Cancer Inflammation and Cytokines
- 1Department of Translational Medical Sciences (DiSMeT) and Center for Basic and Clinical Immunology Research (CISI), University of Naples Federico II, 80131 Naples, Italy
- 2Institute of Experimental Endocrinology and Oncology “Gaetano Salvatore” (IEOS), National Research Council (CNR), 80131 Naples, Italy
- 3Istituto di Ricovero e Cura a Carattere Scientifo (IRCCS), Istituto Clinico Humanitas, Rozzano, Milan, Italy
- 4Humanitas University, Rozzano, Milan, Italy
- Correspondence: alberto.mantovani{at}humanitasresearch.it
Abstract
Chronic inflammation is a well-recognized tumor-enabling capability, which allows nascent tumors to escape immunosurveillance. A number of soluble and cellular inflammatory mediators take part in the various phases of cancer initiation and progression, giving rise to a fatal conspiracy, which is difficult to efficiently overcome. Tumor-associated macrophages (TAMs) are pivotal players of the tumor microenvironment and, because of their characteristic plasticity, can acquire a number of distinct phenotypes and contribute in different ways to the various phases of cancerogenesis.

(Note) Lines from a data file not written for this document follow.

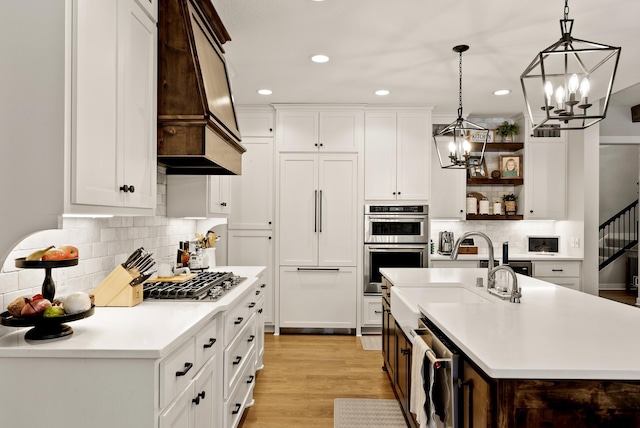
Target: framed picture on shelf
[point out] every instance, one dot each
(477, 169)
(478, 136)
(510, 166)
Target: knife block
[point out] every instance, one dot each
(115, 290)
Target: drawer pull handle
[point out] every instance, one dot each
(198, 397)
(187, 367)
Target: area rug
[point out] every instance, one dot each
(367, 413)
(371, 343)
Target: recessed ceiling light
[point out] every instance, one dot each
(319, 58)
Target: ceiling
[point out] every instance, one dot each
(405, 46)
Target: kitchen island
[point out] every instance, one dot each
(559, 358)
(158, 364)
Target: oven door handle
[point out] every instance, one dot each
(398, 249)
(396, 219)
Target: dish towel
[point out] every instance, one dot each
(421, 377)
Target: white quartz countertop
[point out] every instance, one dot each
(554, 333)
(151, 329)
(515, 256)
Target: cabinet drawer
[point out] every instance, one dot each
(573, 283)
(236, 403)
(176, 371)
(236, 356)
(237, 318)
(545, 269)
(372, 311)
(207, 343)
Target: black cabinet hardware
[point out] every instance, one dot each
(187, 367)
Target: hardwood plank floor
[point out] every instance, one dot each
(304, 373)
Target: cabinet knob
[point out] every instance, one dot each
(198, 397)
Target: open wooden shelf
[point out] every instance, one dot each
(494, 217)
(494, 181)
(498, 147)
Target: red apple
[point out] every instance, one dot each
(53, 254)
(70, 252)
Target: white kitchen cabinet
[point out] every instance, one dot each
(318, 210)
(397, 155)
(198, 195)
(371, 311)
(545, 180)
(255, 248)
(448, 190)
(197, 405)
(113, 106)
(317, 297)
(308, 129)
(252, 192)
(566, 273)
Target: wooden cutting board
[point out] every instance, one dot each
(175, 278)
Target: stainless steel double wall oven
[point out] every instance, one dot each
(394, 236)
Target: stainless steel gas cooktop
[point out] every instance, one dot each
(207, 286)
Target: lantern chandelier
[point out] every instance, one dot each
(454, 138)
(564, 77)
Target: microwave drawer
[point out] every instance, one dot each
(556, 268)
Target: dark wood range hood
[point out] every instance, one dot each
(197, 127)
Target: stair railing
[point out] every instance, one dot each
(618, 234)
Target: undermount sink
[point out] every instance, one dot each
(404, 300)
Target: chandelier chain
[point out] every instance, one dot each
(460, 87)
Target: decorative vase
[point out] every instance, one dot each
(510, 207)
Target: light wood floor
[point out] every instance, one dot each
(304, 373)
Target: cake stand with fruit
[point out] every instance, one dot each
(45, 327)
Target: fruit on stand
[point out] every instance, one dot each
(37, 255)
(34, 307)
(53, 311)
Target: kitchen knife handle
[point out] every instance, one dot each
(187, 367)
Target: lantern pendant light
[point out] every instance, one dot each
(564, 77)
(453, 140)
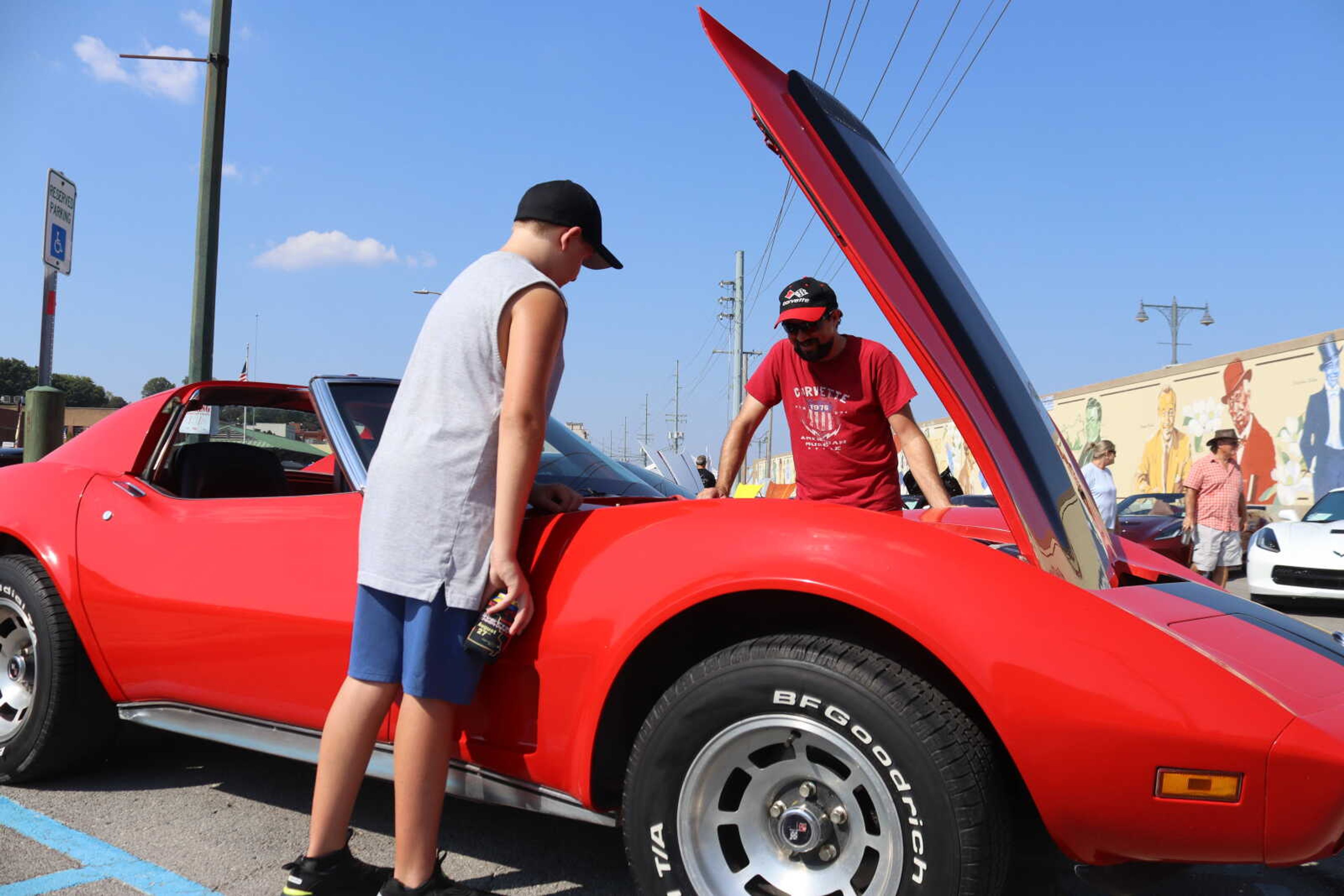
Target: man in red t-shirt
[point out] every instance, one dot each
(845, 398)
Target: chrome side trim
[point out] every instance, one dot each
(464, 779)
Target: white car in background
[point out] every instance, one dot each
(1300, 559)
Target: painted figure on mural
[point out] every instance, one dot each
(1256, 453)
(1092, 432)
(1167, 454)
(1323, 446)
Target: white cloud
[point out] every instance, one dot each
(103, 62)
(174, 80)
(197, 22)
(319, 251)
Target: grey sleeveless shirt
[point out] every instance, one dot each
(429, 506)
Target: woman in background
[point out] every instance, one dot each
(1100, 480)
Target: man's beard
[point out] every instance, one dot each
(816, 352)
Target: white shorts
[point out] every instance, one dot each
(1216, 549)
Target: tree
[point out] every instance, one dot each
(18, 377)
(81, 391)
(156, 385)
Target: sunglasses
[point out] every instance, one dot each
(793, 328)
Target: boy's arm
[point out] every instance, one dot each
(531, 340)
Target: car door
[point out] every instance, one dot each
(241, 605)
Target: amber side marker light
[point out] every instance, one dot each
(1211, 786)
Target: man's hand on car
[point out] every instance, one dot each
(554, 498)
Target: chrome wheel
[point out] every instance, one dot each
(18, 668)
(781, 804)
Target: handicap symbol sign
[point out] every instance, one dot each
(58, 242)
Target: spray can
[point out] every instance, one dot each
(490, 635)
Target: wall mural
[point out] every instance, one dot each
(1284, 405)
(1319, 445)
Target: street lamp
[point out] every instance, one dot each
(1175, 315)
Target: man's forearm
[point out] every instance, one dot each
(925, 471)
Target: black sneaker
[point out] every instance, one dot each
(437, 886)
(336, 874)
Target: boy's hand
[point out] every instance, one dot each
(554, 498)
(507, 579)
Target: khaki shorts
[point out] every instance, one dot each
(1216, 549)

Tumor-associated neutrophils (TANs) are also emerging as important components of the tumor microenvironment, given their unexpected heterogeneity and plasticity. TAMs and TANs are both integrated in cancer-related inflammation and an ever better understanding of their functions can be useful to tailor the use of anticancer therapeutic approaches and patient follow-up.